Помяс постанывал от ужаса, от нетерпения.
– Что, хаха? – жестко щерился Лоскут. – Прижала тебя судьба?
Вздыхал без всякого сочувствия:
– Мне Свешников запретил, а то бы правда вздернул тебя на какой ондуше, гологоловый. Дерево жаль поганить, а все равно вздернул бы. Видел невдалеке от зимовья черное крепкое дерево? Я его почему-то сразу заприметил. Вот как на него взгляну, так вспомню: хорошо бы повесить гологолового. Ты вон какой, Лисай! Один, как сыч, сидел на уединенной речке. Ел скромно, прятался. Но мечтал, наверное, стать большим барином. В мечтах, небось, ездил в немецкой карете. Вся обшита бархатом, вся в хрустальном стекле, да? Ты, Лисай, небось, в мечтах жил в настоящих хоромах. В каменных, просторных. Стены обшиты кожами, не простыми, а тиснеными золотом, да? В каменных светлицах ужас как просторно, там вирши князя Шаховского можно шептать. Так, хаха?
Пугал:
– Не возьмем тебя на плот, оставим диковать с писаными.

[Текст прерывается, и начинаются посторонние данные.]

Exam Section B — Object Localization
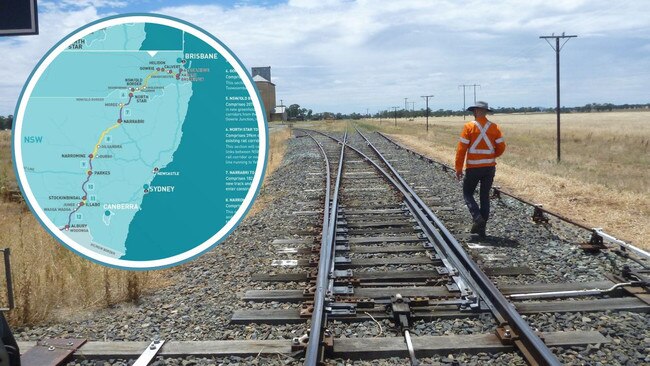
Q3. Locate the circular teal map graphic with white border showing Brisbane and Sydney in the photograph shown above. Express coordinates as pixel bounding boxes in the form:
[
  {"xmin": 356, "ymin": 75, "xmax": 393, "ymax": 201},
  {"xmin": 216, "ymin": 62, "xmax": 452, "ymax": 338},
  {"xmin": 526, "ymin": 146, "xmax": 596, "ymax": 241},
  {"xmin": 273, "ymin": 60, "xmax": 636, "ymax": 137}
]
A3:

Помяс в ужасе прижимал уши ладонями.
– Смотрите, он у Федьки учился! У Устинова! – жестоко дразнился Гришка. – Различные водки умеет строить! Настойки разные!
Грозил пальцем:
– Шахалэ! Зверь носатый!
Нехорошо обещал:
– Если даже придет кормщик Цандин, не возьмем тебя на коч. Плыви один на плоту. Или просто оставим тебе небольшую долю, кукуй в сендухе.
Дождь.
Мелкий, темный.
Быстрые воды Большой собачьей катятся на полночь.
Свешников оборачивался. Где тяжелый коч кормщика Гераськи Цандина? Где крепко просмоленный, округлый, крепко сшитый тонкими еловыми вицами? Где вскинутая над бортами легкая мачта-щёгла, оперенная коричневым ровдужным парусом?

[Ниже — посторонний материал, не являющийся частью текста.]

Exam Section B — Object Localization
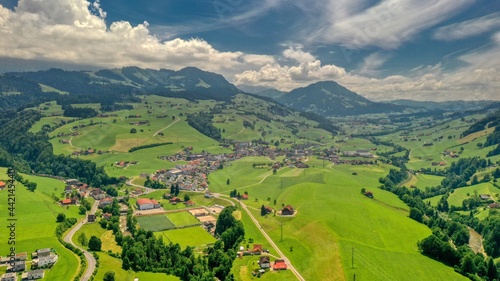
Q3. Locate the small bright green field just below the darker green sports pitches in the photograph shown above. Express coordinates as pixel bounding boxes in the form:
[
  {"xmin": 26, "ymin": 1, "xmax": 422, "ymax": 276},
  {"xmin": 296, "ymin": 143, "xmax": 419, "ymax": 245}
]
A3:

Вспомнил, шел в море с Цандиным. Ветром отдерным увлекло коч из Ленской губы. Снасть заело, парус раздуло. Обрюхатился парус, вышел из повиновения, тянул в неизвестность, никак не могли опустить его, опасно валяло коч с борта на борт. Только Гераська Цандин тогда не растерялся – запустил топором. Вот раздутый парус и лопнул повдоль.